Embracing the DRY Principle: Best Practices for Don't Repeat Yourself in Programming

I found the same validation logic in four different controllers. Someone had fixed a bug in one of them. The other three still had the original defect. Us...

16 Apr 2024

Embracing the DRY Principle: Best Practices for Don't Repeat Yourself in Programming

I found the same validation logic in four different controllers. Someone had fixed a bug in one of them. The other three still had the original defect. Users hit the fixed path 60% of the time. The other 40% got the broken experience for months.

That's the cost of duplication. It's not just ugly code — it's divergent behavior hiding in plain sight.

What DRY means

DRY — Don't Repeat Yourself — says that every piece of knowledge should have a single, authoritative representation in your codebase. If the same logic exists in two places, it will eventually disagree with itself.

It's not about eliminating every line that looks similar. It's about eliminating every concept that's duplicated.

How to apply DRY

Spot the patterns

Look for logic that appears in multiple places: validation rules, calculations, formatting, error handling. If you fix a bug in one spot and need to remember to fix it in three others, that's a DRY violation.

Extract into reusable units

Pull the shared logic into a function, a class, or a module. Give it a clear name. Let every caller use the single source.

Typescript
// BEFORE: duplicated logic
function calculateAreaOfRectangle(width: number, height: number): number {
  return width * height;
}

function calculatePerimeterOfRectangle(width: number, height: number): number {
  return 2 * (width + height);
}

// AFTER: shared through a focused utility
class Rectangle {
  constructor(private width: number, private height: number) {}

  area(): number {
    return this.width * this.height;
  }

  perimeter(): number {
    return 2 * (this.width + this.height);
  }
}

Parameterize, don't copy-paste

When two functions look almost identical but differ by one value, extract the value as a parameter. Don't maintain two near-identical copies.

Build shared libraries

For logic used across multiple projects or services, create a shared library. Publish it. Version it. Now there's one source of truth, and updating it updates everyone.

The trade-off

DRY is powerful, but over-applied DRY is destructive.

Two pieces of code that look the same aren't always the same concept. They might evolve differently. If you force them into a shared abstraction, you create coupling — a change for one use case breaks the other.

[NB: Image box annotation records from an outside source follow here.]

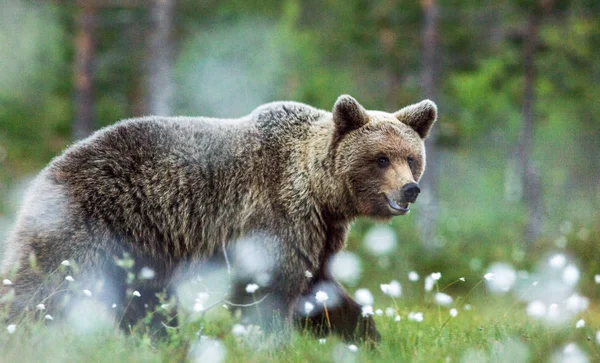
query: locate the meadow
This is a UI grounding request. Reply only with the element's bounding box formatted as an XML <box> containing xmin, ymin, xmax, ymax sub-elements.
<box><xmin>0</xmin><ymin>247</ymin><xmax>600</xmax><ymax>363</ymax></box>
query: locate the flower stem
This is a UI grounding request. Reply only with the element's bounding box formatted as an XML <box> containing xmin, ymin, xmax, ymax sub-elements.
<box><xmin>323</xmin><ymin>303</ymin><xmax>331</xmax><ymax>334</ymax></box>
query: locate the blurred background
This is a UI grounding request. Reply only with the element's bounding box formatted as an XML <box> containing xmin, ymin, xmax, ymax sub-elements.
<box><xmin>0</xmin><ymin>0</ymin><xmax>600</xmax><ymax>299</ymax></box>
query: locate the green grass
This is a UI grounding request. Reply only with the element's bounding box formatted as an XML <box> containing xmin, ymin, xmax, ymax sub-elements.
<box><xmin>0</xmin><ymin>297</ymin><xmax>600</xmax><ymax>363</ymax></box>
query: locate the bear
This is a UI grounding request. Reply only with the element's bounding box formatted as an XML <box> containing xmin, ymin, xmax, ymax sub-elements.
<box><xmin>1</xmin><ymin>95</ymin><xmax>437</xmax><ymax>341</ymax></box>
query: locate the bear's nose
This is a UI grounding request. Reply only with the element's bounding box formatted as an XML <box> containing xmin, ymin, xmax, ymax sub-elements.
<box><xmin>401</xmin><ymin>183</ymin><xmax>421</xmax><ymax>203</ymax></box>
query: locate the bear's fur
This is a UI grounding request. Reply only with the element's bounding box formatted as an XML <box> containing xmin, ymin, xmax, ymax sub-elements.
<box><xmin>2</xmin><ymin>96</ymin><xmax>437</xmax><ymax>339</ymax></box>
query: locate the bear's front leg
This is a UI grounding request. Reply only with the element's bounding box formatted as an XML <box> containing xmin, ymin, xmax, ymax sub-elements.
<box><xmin>295</xmin><ymin>279</ymin><xmax>381</xmax><ymax>343</ymax></box>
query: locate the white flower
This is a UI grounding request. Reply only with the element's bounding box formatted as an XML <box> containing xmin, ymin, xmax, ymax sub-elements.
<box><xmin>562</xmin><ymin>265</ymin><xmax>580</xmax><ymax>286</ymax></box>
<box><xmin>231</xmin><ymin>324</ymin><xmax>248</xmax><ymax>337</ymax></box>
<box><xmin>380</xmin><ymin>280</ymin><xmax>402</xmax><ymax>297</ymax></box>
<box><xmin>329</xmin><ymin>251</ymin><xmax>362</xmax><ymax>286</ymax></box>
<box><xmin>362</xmin><ymin>306</ymin><xmax>373</xmax><ymax>318</ymax></box>
<box><xmin>354</xmin><ymin>289</ymin><xmax>374</xmax><ymax>305</ymax></box>
<box><xmin>363</xmin><ymin>225</ymin><xmax>398</xmax><ymax>257</ymax></box>
<box><xmin>192</xmin><ymin>292</ymin><xmax>210</xmax><ymax>313</ymax></box>
<box><xmin>140</xmin><ymin>267</ymin><xmax>156</xmax><ymax>280</ymax></box>
<box><xmin>408</xmin><ymin>311</ymin><xmax>423</xmax><ymax>323</ymax></box>
<box><xmin>435</xmin><ymin>292</ymin><xmax>453</xmax><ymax>306</ymax></box>
<box><xmin>315</xmin><ymin>290</ymin><xmax>329</xmax><ymax>304</ymax></box>
<box><xmin>565</xmin><ymin>293</ymin><xmax>590</xmax><ymax>314</ymax></box>
<box><xmin>483</xmin><ymin>262</ymin><xmax>517</xmax><ymax>294</ymax></box>
<box><xmin>408</xmin><ymin>271</ymin><xmax>419</xmax><ymax>282</ymax></box>
<box><xmin>548</xmin><ymin>253</ymin><xmax>567</xmax><ymax>269</ymax></box>
<box><xmin>304</xmin><ymin>301</ymin><xmax>315</xmax><ymax>315</ymax></box>
<box><xmin>425</xmin><ymin>275</ymin><xmax>435</xmax><ymax>292</ymax></box>
<box><xmin>527</xmin><ymin>300</ymin><xmax>546</xmax><ymax>318</ymax></box>
<box><xmin>246</xmin><ymin>284</ymin><xmax>258</xmax><ymax>294</ymax></box>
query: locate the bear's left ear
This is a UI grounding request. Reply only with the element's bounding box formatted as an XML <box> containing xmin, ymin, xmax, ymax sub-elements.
<box><xmin>333</xmin><ymin>95</ymin><xmax>369</xmax><ymax>140</ymax></box>
<box><xmin>394</xmin><ymin>100</ymin><xmax>437</xmax><ymax>139</ymax></box>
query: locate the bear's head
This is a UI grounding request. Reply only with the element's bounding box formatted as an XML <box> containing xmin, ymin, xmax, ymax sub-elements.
<box><xmin>331</xmin><ymin>95</ymin><xmax>437</xmax><ymax>218</ymax></box>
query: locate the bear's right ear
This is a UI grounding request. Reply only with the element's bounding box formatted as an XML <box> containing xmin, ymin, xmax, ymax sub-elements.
<box><xmin>394</xmin><ymin>100</ymin><xmax>437</xmax><ymax>139</ymax></box>
<box><xmin>333</xmin><ymin>95</ymin><xmax>369</xmax><ymax>141</ymax></box>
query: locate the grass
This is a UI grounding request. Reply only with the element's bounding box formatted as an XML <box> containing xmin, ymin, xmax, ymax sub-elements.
<box><xmin>0</xmin><ymin>297</ymin><xmax>600</xmax><ymax>363</ymax></box>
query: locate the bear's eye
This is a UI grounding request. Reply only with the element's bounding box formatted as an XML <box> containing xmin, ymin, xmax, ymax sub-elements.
<box><xmin>377</xmin><ymin>156</ymin><xmax>390</xmax><ymax>168</ymax></box>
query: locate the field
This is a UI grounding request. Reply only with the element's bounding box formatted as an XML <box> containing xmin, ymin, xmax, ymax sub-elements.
<box><xmin>0</xmin><ymin>276</ymin><xmax>600</xmax><ymax>363</ymax></box>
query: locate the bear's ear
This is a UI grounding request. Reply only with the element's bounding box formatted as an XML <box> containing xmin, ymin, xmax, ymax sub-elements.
<box><xmin>333</xmin><ymin>95</ymin><xmax>369</xmax><ymax>140</ymax></box>
<box><xmin>394</xmin><ymin>100</ymin><xmax>437</xmax><ymax>139</ymax></box>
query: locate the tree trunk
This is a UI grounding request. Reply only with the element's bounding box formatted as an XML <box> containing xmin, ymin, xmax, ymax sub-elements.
<box><xmin>73</xmin><ymin>5</ymin><xmax>98</xmax><ymax>140</ymax></box>
<box><xmin>418</xmin><ymin>0</ymin><xmax>439</xmax><ymax>247</ymax></box>
<box><xmin>518</xmin><ymin>10</ymin><xmax>542</xmax><ymax>249</ymax></box>
<box><xmin>146</xmin><ymin>0</ymin><xmax>175</xmax><ymax>116</ymax></box>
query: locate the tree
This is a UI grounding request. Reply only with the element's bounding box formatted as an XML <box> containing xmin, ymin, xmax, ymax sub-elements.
<box><xmin>73</xmin><ymin>2</ymin><xmax>98</xmax><ymax>140</ymax></box>
<box><xmin>518</xmin><ymin>0</ymin><xmax>552</xmax><ymax>249</ymax></box>
<box><xmin>146</xmin><ymin>0</ymin><xmax>174</xmax><ymax>116</ymax></box>
<box><xmin>419</xmin><ymin>0</ymin><xmax>439</xmax><ymax>246</ymax></box>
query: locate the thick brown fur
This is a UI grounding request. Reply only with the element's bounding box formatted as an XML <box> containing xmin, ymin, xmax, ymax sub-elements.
<box><xmin>2</xmin><ymin>96</ymin><xmax>437</xmax><ymax>339</ymax></box>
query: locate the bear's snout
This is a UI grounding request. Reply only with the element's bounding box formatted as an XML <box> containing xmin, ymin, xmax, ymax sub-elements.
<box><xmin>400</xmin><ymin>183</ymin><xmax>421</xmax><ymax>203</ymax></box>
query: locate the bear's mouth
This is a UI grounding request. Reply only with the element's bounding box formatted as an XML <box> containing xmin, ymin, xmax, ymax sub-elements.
<box><xmin>384</xmin><ymin>193</ymin><xmax>410</xmax><ymax>215</ymax></box>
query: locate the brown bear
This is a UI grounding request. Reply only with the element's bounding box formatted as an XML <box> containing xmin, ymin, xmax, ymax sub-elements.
<box><xmin>2</xmin><ymin>95</ymin><xmax>437</xmax><ymax>340</ymax></box>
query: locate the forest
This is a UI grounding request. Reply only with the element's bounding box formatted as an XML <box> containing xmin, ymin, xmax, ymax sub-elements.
<box><xmin>0</xmin><ymin>0</ymin><xmax>600</xmax><ymax>362</ymax></box>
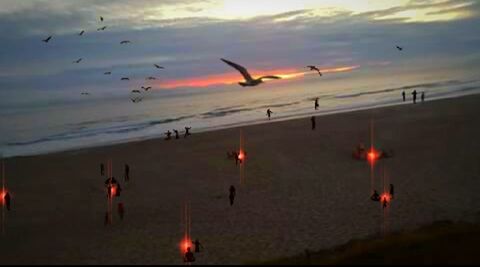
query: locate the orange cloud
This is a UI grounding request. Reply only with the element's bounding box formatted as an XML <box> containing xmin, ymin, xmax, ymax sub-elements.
<box><xmin>158</xmin><ymin>65</ymin><xmax>360</xmax><ymax>89</ymax></box>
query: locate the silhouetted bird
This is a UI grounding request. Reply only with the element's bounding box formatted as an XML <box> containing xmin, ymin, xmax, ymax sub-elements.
<box><xmin>307</xmin><ymin>65</ymin><xmax>322</xmax><ymax>76</ymax></box>
<box><xmin>42</xmin><ymin>36</ymin><xmax>52</xmax><ymax>43</ymax></box>
<box><xmin>221</xmin><ymin>58</ymin><xmax>281</xmax><ymax>86</ymax></box>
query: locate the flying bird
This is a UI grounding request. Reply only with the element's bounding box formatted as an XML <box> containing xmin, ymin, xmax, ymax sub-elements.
<box><xmin>307</xmin><ymin>65</ymin><xmax>322</xmax><ymax>76</ymax></box>
<box><xmin>221</xmin><ymin>58</ymin><xmax>281</xmax><ymax>87</ymax></box>
<box><xmin>42</xmin><ymin>36</ymin><xmax>52</xmax><ymax>43</ymax></box>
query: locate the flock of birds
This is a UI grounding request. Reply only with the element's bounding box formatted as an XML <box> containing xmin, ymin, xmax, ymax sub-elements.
<box><xmin>42</xmin><ymin>17</ymin><xmax>403</xmax><ymax>103</ymax></box>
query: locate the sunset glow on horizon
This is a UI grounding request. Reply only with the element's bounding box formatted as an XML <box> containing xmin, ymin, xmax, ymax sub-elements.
<box><xmin>158</xmin><ymin>65</ymin><xmax>360</xmax><ymax>89</ymax></box>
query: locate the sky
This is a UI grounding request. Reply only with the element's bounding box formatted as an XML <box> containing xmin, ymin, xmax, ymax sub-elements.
<box><xmin>0</xmin><ymin>0</ymin><xmax>480</xmax><ymax>112</ymax></box>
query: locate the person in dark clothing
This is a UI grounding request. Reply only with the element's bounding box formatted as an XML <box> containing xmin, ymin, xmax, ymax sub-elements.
<box><xmin>370</xmin><ymin>190</ymin><xmax>380</xmax><ymax>201</ymax></box>
<box><xmin>183</xmin><ymin>127</ymin><xmax>192</xmax><ymax>138</ymax></box>
<box><xmin>229</xmin><ymin>185</ymin><xmax>236</xmax><ymax>206</ymax></box>
<box><xmin>118</xmin><ymin>202</ymin><xmax>125</xmax><ymax>220</ymax></box>
<box><xmin>3</xmin><ymin>192</ymin><xmax>10</xmax><ymax>211</ymax></box>
<box><xmin>125</xmin><ymin>164</ymin><xmax>130</xmax><ymax>182</ymax></box>
<box><xmin>267</xmin><ymin>109</ymin><xmax>273</xmax><ymax>119</ymax></box>
<box><xmin>165</xmin><ymin>130</ymin><xmax>172</xmax><ymax>140</ymax></box>
<box><xmin>183</xmin><ymin>247</ymin><xmax>195</xmax><ymax>262</ymax></box>
<box><xmin>193</xmin><ymin>239</ymin><xmax>203</xmax><ymax>253</ymax></box>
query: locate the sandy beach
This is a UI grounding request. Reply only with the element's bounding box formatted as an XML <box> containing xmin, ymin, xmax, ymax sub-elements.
<box><xmin>0</xmin><ymin>95</ymin><xmax>480</xmax><ymax>264</ymax></box>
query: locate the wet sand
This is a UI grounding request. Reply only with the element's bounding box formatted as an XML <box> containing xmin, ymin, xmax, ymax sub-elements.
<box><xmin>0</xmin><ymin>95</ymin><xmax>480</xmax><ymax>264</ymax></box>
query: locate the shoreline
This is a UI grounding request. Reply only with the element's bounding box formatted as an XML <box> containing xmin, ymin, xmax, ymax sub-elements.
<box><xmin>3</xmin><ymin>92</ymin><xmax>480</xmax><ymax>160</ymax></box>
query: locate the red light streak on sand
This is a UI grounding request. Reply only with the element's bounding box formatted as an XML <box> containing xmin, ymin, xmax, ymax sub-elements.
<box><xmin>157</xmin><ymin>65</ymin><xmax>360</xmax><ymax>89</ymax></box>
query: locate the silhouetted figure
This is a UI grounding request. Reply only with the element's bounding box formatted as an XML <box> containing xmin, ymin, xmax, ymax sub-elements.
<box><xmin>267</xmin><ymin>109</ymin><xmax>273</xmax><ymax>119</ymax></box>
<box><xmin>3</xmin><ymin>192</ymin><xmax>10</xmax><ymax>211</ymax></box>
<box><xmin>118</xmin><ymin>202</ymin><xmax>125</xmax><ymax>220</ymax></box>
<box><xmin>165</xmin><ymin>130</ymin><xmax>172</xmax><ymax>140</ymax></box>
<box><xmin>193</xmin><ymin>239</ymin><xmax>203</xmax><ymax>253</ymax></box>
<box><xmin>183</xmin><ymin>247</ymin><xmax>195</xmax><ymax>262</ymax></box>
<box><xmin>229</xmin><ymin>185</ymin><xmax>236</xmax><ymax>206</ymax></box>
<box><xmin>125</xmin><ymin>164</ymin><xmax>130</xmax><ymax>182</ymax></box>
<box><xmin>183</xmin><ymin>127</ymin><xmax>192</xmax><ymax>138</ymax></box>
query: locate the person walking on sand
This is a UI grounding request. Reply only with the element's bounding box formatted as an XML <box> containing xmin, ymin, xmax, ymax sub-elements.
<box><xmin>125</xmin><ymin>164</ymin><xmax>130</xmax><ymax>182</ymax></box>
<box><xmin>118</xmin><ymin>202</ymin><xmax>125</xmax><ymax>220</ymax></box>
<box><xmin>3</xmin><ymin>192</ymin><xmax>10</xmax><ymax>211</ymax></box>
<box><xmin>165</xmin><ymin>130</ymin><xmax>172</xmax><ymax>140</ymax></box>
<box><xmin>183</xmin><ymin>127</ymin><xmax>192</xmax><ymax>138</ymax></box>
<box><xmin>229</xmin><ymin>185</ymin><xmax>236</xmax><ymax>206</ymax></box>
<box><xmin>267</xmin><ymin>109</ymin><xmax>273</xmax><ymax>119</ymax></box>
<box><xmin>193</xmin><ymin>239</ymin><xmax>203</xmax><ymax>253</ymax></box>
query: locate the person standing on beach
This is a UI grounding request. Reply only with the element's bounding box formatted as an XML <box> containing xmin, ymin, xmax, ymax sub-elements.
<box><xmin>412</xmin><ymin>90</ymin><xmax>417</xmax><ymax>104</ymax></box>
<box><xmin>183</xmin><ymin>127</ymin><xmax>192</xmax><ymax>138</ymax></box>
<box><xmin>267</xmin><ymin>109</ymin><xmax>273</xmax><ymax>119</ymax></box>
<box><xmin>229</xmin><ymin>185</ymin><xmax>236</xmax><ymax>206</ymax></box>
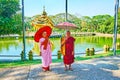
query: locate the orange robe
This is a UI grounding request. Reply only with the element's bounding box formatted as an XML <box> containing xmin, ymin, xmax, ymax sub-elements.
<box><xmin>63</xmin><ymin>37</ymin><xmax>75</xmax><ymax>65</ymax></box>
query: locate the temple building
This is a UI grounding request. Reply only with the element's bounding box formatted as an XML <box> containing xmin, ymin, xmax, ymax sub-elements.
<box><xmin>32</xmin><ymin>7</ymin><xmax>54</xmax><ymax>30</ymax></box>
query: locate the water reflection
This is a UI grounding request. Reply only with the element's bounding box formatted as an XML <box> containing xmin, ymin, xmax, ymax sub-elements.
<box><xmin>0</xmin><ymin>36</ymin><xmax>120</xmax><ymax>55</ymax></box>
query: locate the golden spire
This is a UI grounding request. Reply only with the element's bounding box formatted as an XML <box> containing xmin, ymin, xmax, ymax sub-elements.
<box><xmin>42</xmin><ymin>6</ymin><xmax>47</xmax><ymax>16</ymax></box>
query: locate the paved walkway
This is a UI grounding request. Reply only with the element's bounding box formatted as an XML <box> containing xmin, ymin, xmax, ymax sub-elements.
<box><xmin>0</xmin><ymin>56</ymin><xmax>120</xmax><ymax>80</ymax></box>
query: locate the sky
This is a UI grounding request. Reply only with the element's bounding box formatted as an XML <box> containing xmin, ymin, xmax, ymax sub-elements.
<box><xmin>20</xmin><ymin>0</ymin><xmax>120</xmax><ymax>17</ymax></box>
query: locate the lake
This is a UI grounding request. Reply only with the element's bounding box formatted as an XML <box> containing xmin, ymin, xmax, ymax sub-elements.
<box><xmin>0</xmin><ymin>36</ymin><xmax>120</xmax><ymax>59</ymax></box>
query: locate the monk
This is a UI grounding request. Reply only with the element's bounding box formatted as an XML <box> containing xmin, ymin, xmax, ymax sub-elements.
<box><xmin>39</xmin><ymin>32</ymin><xmax>52</xmax><ymax>72</ymax></box>
<box><xmin>61</xmin><ymin>31</ymin><xmax>75</xmax><ymax>71</ymax></box>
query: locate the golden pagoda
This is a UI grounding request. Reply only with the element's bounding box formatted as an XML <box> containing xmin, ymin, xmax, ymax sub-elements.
<box><xmin>32</xmin><ymin>7</ymin><xmax>54</xmax><ymax>30</ymax></box>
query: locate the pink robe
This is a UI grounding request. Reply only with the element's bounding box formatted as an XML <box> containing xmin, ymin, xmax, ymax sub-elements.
<box><xmin>63</xmin><ymin>37</ymin><xmax>75</xmax><ymax>65</ymax></box>
<box><xmin>39</xmin><ymin>38</ymin><xmax>52</xmax><ymax>68</ymax></box>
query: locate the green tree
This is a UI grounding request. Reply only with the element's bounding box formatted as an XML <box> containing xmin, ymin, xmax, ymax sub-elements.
<box><xmin>117</xmin><ymin>8</ymin><xmax>120</xmax><ymax>34</ymax></box>
<box><xmin>0</xmin><ymin>0</ymin><xmax>21</xmax><ymax>35</ymax></box>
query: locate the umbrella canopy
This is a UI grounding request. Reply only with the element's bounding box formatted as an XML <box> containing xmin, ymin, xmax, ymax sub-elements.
<box><xmin>55</xmin><ymin>22</ymin><xmax>77</xmax><ymax>30</ymax></box>
<box><xmin>34</xmin><ymin>26</ymin><xmax>52</xmax><ymax>42</ymax></box>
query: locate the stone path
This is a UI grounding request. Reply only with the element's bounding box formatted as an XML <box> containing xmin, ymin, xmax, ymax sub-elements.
<box><xmin>0</xmin><ymin>56</ymin><xmax>120</xmax><ymax>80</ymax></box>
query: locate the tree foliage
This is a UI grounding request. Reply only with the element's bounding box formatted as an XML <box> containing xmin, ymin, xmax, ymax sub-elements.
<box><xmin>0</xmin><ymin>0</ymin><xmax>22</xmax><ymax>35</ymax></box>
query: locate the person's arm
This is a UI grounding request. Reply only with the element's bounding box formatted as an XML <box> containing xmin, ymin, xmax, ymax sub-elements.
<box><xmin>61</xmin><ymin>38</ymin><xmax>65</xmax><ymax>46</ymax></box>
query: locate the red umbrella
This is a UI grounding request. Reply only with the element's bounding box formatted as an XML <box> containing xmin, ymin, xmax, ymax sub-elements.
<box><xmin>34</xmin><ymin>26</ymin><xmax>52</xmax><ymax>42</ymax></box>
<box><xmin>55</xmin><ymin>22</ymin><xmax>77</xmax><ymax>30</ymax></box>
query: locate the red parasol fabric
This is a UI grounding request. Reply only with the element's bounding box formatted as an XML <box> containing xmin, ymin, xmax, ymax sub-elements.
<box><xmin>56</xmin><ymin>22</ymin><xmax>77</xmax><ymax>30</ymax></box>
<box><xmin>34</xmin><ymin>26</ymin><xmax>52</xmax><ymax>42</ymax></box>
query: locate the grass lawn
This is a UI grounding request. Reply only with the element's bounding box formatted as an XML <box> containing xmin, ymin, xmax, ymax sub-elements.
<box><xmin>0</xmin><ymin>50</ymin><xmax>120</xmax><ymax>68</ymax></box>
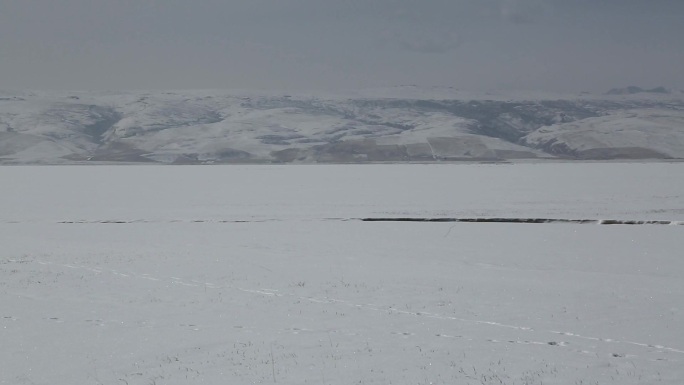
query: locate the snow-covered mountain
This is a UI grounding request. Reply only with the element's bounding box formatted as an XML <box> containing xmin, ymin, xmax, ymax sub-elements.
<box><xmin>0</xmin><ymin>86</ymin><xmax>684</xmax><ymax>164</ymax></box>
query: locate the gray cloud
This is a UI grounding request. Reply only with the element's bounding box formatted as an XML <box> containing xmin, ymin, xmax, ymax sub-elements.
<box><xmin>382</xmin><ymin>31</ymin><xmax>462</xmax><ymax>54</ymax></box>
<box><xmin>0</xmin><ymin>0</ymin><xmax>684</xmax><ymax>91</ymax></box>
<box><xmin>501</xmin><ymin>0</ymin><xmax>548</xmax><ymax>24</ymax></box>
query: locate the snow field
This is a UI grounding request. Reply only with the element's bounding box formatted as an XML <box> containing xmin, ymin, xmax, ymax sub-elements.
<box><xmin>0</xmin><ymin>164</ymin><xmax>684</xmax><ymax>385</ymax></box>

The rule of three helps: don't abstract until you see the pattern three times. The first two occurrences might be coincidence. The third confirms a real duplication.

Also, premature DRY can make code harder to read. Sometimes a little duplication is clearer than a clever abstraction. If the shared function needs five parameters and three boolean flags to handle all its callers, you've gone too far.

DRY is about eliminating duplicated knowledge, not duplicated syntax. Know the difference.